Le 28 septembre 2022, la société Végétal Banliat a interjeté appel de cette décision et aux termes de ses dernières écritures notifiées le 27 décembre 2022, elle demande à la cour de :

- infirmer le jugement rendu le 12 septembre 2022 par le tribunal judiciaire de Saint-Malo en toutes ses dispositions,

- constater la nullité de la mise en demeure du 1er septembre 2014 et du congé avec refus de renouvellement du 6 août 2020,

- dire et juger mal fondé le congé avec refus de renouvellement sans versement d'indemnité d'éviction qui lui a été délivré le 6 août 2020 par M. [T] [X],

- en conséquence, condamner M. [T] [X] à lui verser une indemnité d'éviction fixée à la somme de 255 000 euros,

- condamner M. [T] [X] à lui verser la somme de 10 000 euros au titre de son préjudice moral et du non respect de la clause de non concurrence stipulée au contrat de cession,

- condamner M. [T] [X] à lui verser la somme de 6 000 euros au titre de l'article 700 du code de procédure civile,

- condamner M. [T] [X] aux entiers dépens d'instance et d'appel.

Par dernières conclusions notifiées le 26 janvier 2023, M. [T] [X] demande à la cour de :

- confirmer le jugement du tribunal judiciaire de Saint-Malo du 12 septembre 2022 dans toutes ses dispositions,

Y additant,

- condamner la société Végétal Banliat à lui régler la somme de 3 000 euros sur le fondement de l'article 700 du code de procédure civile,

- condamner la même aux entiers dépens

L'ordonnance de clôture est intervenue le 26 juin 2025.

MOTIFS DE LA DÉCISION

- Sur le congé avec refus de renouvellement du bail sans indemnité d'éviction

La société Végétal Banliat demande l'infirmation du jugement qui a considéré que le congé délivré le 6 août 2020 était régulier et qui a retenu trois des quinze motifs invoqués par le bailleur pour valider le congé sans indemnité d'éviction.

Elle considère que les conditions d'application de l'article L.145-14 du code de commerce ne sont pas remplies en la forme en ce que la mise en demeure prévue par les textes n'a pas été délivrée. Elle soutient que le courrier délivré par le bailleur le 1er septembre 2014 ne peut être considéré comme valant mise en demeure car il est demandé une remise en état des lieux avant le 1er mars 2021 soit après la date de délivrance du congé. Elle ajoute qu'il ne s'agit pas d'un acte extrajudiciaire exigé à peine de nullité. Elle fait également valoir que le jugement a ajouté au texte en indiquant que la mise en demeure n'est pas utile lorsque l'infraction commise est irréversible. Elle ajoute qu'en tout état de cause, les dégradations reprochées par M. [X] ne sont pas irréversibles puisqu'il est possible de remettre les lieux en leur état antérieur au jour du terme du bail par des démolitions et éventuellement des plantations. Elle argue que M. [X], dans son courrier du 1er septembre 2014, admettait lui-même le caractère réversible des dégradations invoquées en sollicitant une remise en état des parties communes avant la fin du bail.

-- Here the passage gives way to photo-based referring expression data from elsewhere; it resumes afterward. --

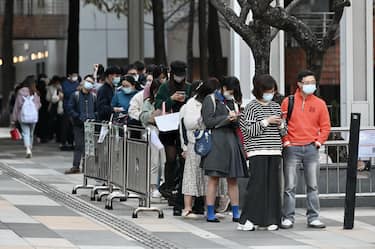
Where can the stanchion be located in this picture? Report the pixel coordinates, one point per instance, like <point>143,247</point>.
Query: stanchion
<point>351,175</point>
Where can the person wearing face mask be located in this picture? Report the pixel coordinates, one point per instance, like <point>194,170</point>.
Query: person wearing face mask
<point>260,124</point>
<point>81,107</point>
<point>226,159</point>
<point>172,95</point>
<point>308,128</point>
<point>106,93</point>
<point>121,100</point>
<point>69,86</point>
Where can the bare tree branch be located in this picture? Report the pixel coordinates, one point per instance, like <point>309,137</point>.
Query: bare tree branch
<point>288,9</point>
<point>335,25</point>
<point>279,18</point>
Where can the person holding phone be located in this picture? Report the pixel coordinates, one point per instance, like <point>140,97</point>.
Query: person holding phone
<point>261,125</point>
<point>226,158</point>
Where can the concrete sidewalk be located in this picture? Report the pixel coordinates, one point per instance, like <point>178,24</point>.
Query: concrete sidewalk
<point>33,220</point>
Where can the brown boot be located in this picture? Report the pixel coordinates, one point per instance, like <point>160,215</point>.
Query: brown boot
<point>72,171</point>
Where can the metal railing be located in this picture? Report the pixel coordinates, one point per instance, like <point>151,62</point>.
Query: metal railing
<point>333,166</point>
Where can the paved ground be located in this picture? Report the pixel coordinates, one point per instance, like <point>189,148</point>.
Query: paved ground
<point>29,218</point>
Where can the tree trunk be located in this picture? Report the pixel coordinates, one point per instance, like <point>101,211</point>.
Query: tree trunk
<point>8,70</point>
<point>159,38</point>
<point>190,54</point>
<point>72,61</point>
<point>314,61</point>
<point>216,64</point>
<point>203,61</point>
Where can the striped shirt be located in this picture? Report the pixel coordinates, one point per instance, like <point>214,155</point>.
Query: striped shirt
<point>260,138</point>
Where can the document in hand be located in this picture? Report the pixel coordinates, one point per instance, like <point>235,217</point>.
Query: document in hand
<point>168,122</point>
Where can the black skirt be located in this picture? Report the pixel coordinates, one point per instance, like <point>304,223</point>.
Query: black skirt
<point>262,204</point>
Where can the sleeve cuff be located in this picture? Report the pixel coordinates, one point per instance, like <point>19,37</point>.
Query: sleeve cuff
<point>264,123</point>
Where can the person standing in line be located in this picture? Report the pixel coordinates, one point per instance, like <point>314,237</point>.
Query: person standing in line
<point>261,125</point>
<point>308,128</point>
<point>106,93</point>
<point>226,158</point>
<point>81,107</point>
<point>25,111</point>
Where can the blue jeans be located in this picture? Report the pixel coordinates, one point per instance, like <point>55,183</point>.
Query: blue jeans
<point>308,157</point>
<point>28,134</point>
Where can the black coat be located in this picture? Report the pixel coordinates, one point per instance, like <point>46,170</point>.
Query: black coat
<point>103,103</point>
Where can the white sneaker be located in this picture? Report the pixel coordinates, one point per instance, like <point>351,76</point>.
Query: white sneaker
<point>248,226</point>
<point>155,193</point>
<point>286,224</point>
<point>273,227</point>
<point>316,224</point>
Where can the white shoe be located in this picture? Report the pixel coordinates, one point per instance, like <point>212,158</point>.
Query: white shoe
<point>316,224</point>
<point>286,224</point>
<point>273,227</point>
<point>248,226</point>
<point>155,194</point>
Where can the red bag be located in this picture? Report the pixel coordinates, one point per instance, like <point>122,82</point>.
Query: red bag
<point>15,134</point>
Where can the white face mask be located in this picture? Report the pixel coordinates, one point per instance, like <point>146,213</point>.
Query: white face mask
<point>179,79</point>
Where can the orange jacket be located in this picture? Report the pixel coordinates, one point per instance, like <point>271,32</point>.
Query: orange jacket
<point>309,122</point>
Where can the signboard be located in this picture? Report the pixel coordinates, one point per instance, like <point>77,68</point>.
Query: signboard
<point>366,144</point>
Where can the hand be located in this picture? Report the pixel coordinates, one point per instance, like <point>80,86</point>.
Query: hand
<point>178,97</point>
<point>274,119</point>
<point>118,109</point>
<point>184,154</point>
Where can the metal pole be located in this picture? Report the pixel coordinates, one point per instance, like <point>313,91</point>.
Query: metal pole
<point>135,30</point>
<point>351,176</point>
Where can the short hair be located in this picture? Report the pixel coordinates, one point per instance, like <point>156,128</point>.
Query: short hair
<point>139,65</point>
<point>112,70</point>
<point>232,83</point>
<point>263,83</point>
<point>302,74</point>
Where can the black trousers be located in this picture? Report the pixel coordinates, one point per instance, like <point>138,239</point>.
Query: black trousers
<point>262,204</point>
<point>79,148</point>
<point>66,130</point>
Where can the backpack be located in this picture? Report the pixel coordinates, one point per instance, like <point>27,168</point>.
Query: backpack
<point>29,112</point>
<point>290,108</point>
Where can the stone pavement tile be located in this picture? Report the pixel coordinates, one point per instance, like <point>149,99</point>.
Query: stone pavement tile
<point>30,200</point>
<point>110,247</point>
<point>11,214</point>
<point>188,240</point>
<point>50,242</point>
<point>96,238</point>
<point>47,211</point>
<point>10,238</point>
<point>39,172</point>
<point>69,223</point>
<point>327,239</point>
<point>32,230</point>
<point>366,219</point>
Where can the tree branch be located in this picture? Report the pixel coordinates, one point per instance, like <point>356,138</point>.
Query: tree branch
<point>279,18</point>
<point>335,25</point>
<point>234,21</point>
<point>288,9</point>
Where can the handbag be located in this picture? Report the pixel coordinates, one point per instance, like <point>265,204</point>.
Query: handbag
<point>203,142</point>
<point>15,134</point>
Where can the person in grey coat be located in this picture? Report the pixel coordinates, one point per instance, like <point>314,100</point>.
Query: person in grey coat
<point>220,113</point>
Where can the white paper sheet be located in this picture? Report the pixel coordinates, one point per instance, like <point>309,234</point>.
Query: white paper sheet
<point>168,122</point>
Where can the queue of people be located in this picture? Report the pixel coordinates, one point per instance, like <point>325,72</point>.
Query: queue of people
<point>263,142</point>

Elle fait également valoir que l'acte d'huissier du 6 août 2020 valant congé est entaché d'une nullité pour vice de forme en ce qu'il ne comporte aucune mention des voies de contestation possible en indiquant uniquement que le locataire a un délai de deux ans pour saisir le tribunal sans préciser quelle juridiction ni sa compétence territoriale. Elle expose que le refus de renouvellement comporte, en outre, une erreur sur la date de fin du délai de recours en indiquant le 1er mars 2021 au lieu du 2 mars 2023 conformément aux dispositions de l'article L.145-9 du code de commerce.

Sur le fond, elle conteste l'ensemble des motifs graves invoqués par M. [X] pour justifier de son refus de renouvellement sans indemnité d'éviction. Elle rappelle que le jugement n'a retenu que trois motifs sur les quinze invoqués par le bailleur à savoir :

- les coupes de végétaux et la pose de gravillons dans l'allée et le parking : elle expose que la haie de thuya était très ancienne et en mauvais état, que l'ewoldi, le pin d'Autriche et le hêtre sont morts et ont dû être arrachés, ce qui relève, selon elle, d'un entretien normal du bien. Elle indique que seules les zones boueuses ont été gravillonnées de même que les parkings préexistants, ce qui constitue une amélioration et non une dénaturation des lieux. Elle conteste les trois attestations produites par le bailleur qui sont toutes identiques avec les mêmes fautes de frappe.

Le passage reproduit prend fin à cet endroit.